Well, como eu disse, a novidade chegou aqui no Brasil também; mês passado estive no lançamento da linha de alicates da  Mundial (que rolou em conjunto com a divulgação do Concurso Beleza Mundial e o lançamento da linha Diva de esmaltes da Impala – do qual falarei mais pra frente).

Posso falar? Adorei aquelas coisinhas, sério!! Eu  eu sou daquelas que tem cantinhos, cutícula pra burro (não adianta, não vou parar de tirar, sou moça antiga, já disse), ou seja: preciso de alicate bom, daqueles que tenham “pegada” e não fiquem cegos logo – por isso nunca comprei aqueles mais simplezinhos, mas robustos, tradicionais de aço e tal.

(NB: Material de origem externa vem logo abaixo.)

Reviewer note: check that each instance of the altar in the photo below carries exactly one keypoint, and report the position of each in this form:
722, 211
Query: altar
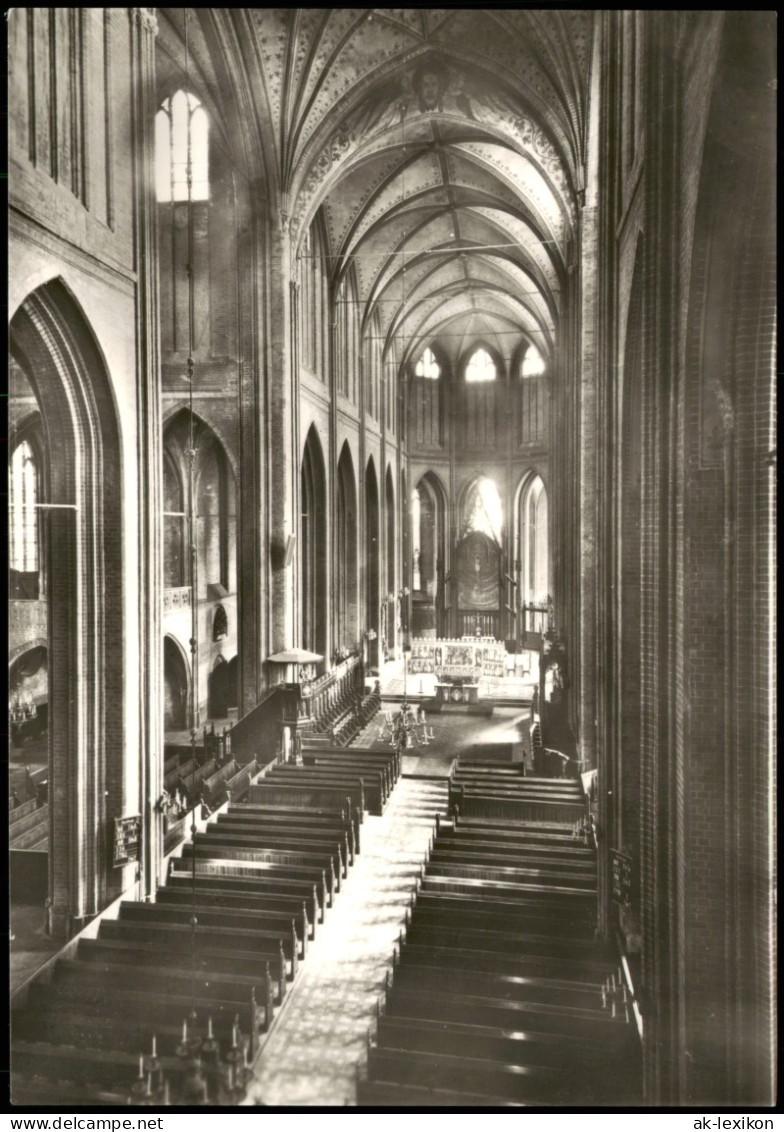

Mas agora a Mundial lançou uma coleção super bacana, chamada Fashion, linda de morrer. Vejam:

alicate urbano_fashion Mundial

A teteia é feita de aço carbono, polido e niquelado e pode ser esterilizado em estufa e vem em várias cores (adorei o vermelho com bolinhas pretas, como uma joaninha…).

Recebi um para testar e curti. Mas posso contar? Dei de presente pra Marli, que ficou muito muito feliz com ele… É ela quem cuida das minhas unhas mesmo né?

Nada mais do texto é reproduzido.